Ranking the Best and Worst Encrypted Messaging Apps.

· 7 min read
Ranking the Best and Worst Encrypted Messaging Apps.
Photo by Alexander Shatov / Unsplash

Protecting your privacy when communicating digitally is more important than ever. With privacy and security becoming increasingly important, many people are switching to encrypted messaging apps for sensitive communications. However, with so many options on the market, it can be difficult to know which apps are truly private and secure. We’ll analyze and compare the key characteristics of 7 popular encrypted messaging apps.

Important Characteristics of Encrypted Messaging Apps

There are several factors that affect the privacy and anonymity of apps.

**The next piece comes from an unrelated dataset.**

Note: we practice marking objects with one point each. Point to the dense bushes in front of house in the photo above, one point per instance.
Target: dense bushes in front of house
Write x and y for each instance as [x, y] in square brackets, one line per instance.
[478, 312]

  • Encryption: Whether conversations are end-to-end encrypted, including one-on-one chats as well as group conversations. End-to-end encryption for all communication types is ideal. Some apps only apply it to one-on-one chats, leaving group conversations unprotected.
  • Identity Verification: Whether the app requires a real-world identifier like a phone number. Apps that don’t require identifiers are better for anonymous conversations. Requiring real-world identifiers like phone numbers links metadata that can reveal who users are communicating with, when, and from where. This poses risks, especially for whistleblowers. However, identities may not be a concern between contacts who already know each other, like family members.
  • Metadata Protection: Whether the app hides metadata like traffic patterns and conceals who users are communicating with. Features like onion routing help achieve this.
  • Decentralization: Whether servers are maintained by the app creator or decentralized without a single point of control. Decentralized infrastructure is more resistant to censorship. Obfuscating traffic by routing it through an encrypted network like Tor anonymizes usage and makes metadata like traffic patterns untraceable. Centralized server infrastructure introduces single points of failure or observation by authorities. Decentralized or self-hosted options mitigate these risks.
  • Offline Capabilities: Whether the app can be used without an internet connection, like through Bluetooth. This enables covert communication. Being able to communicate offline without an internet connection provides additional security, though with limited functionality. Storing messages only on devices, not app servers, prevents bulk message decryption if server data is seized.
  • Data Storage: Where messages are stored – on the device, centralized servers, or both. Centralized storage enables mass surveillance.
  • Ease of Use: Factors like available platforms, features for multimedia chatting, and friction to initiate conversations. Balance of privacy/security with usability.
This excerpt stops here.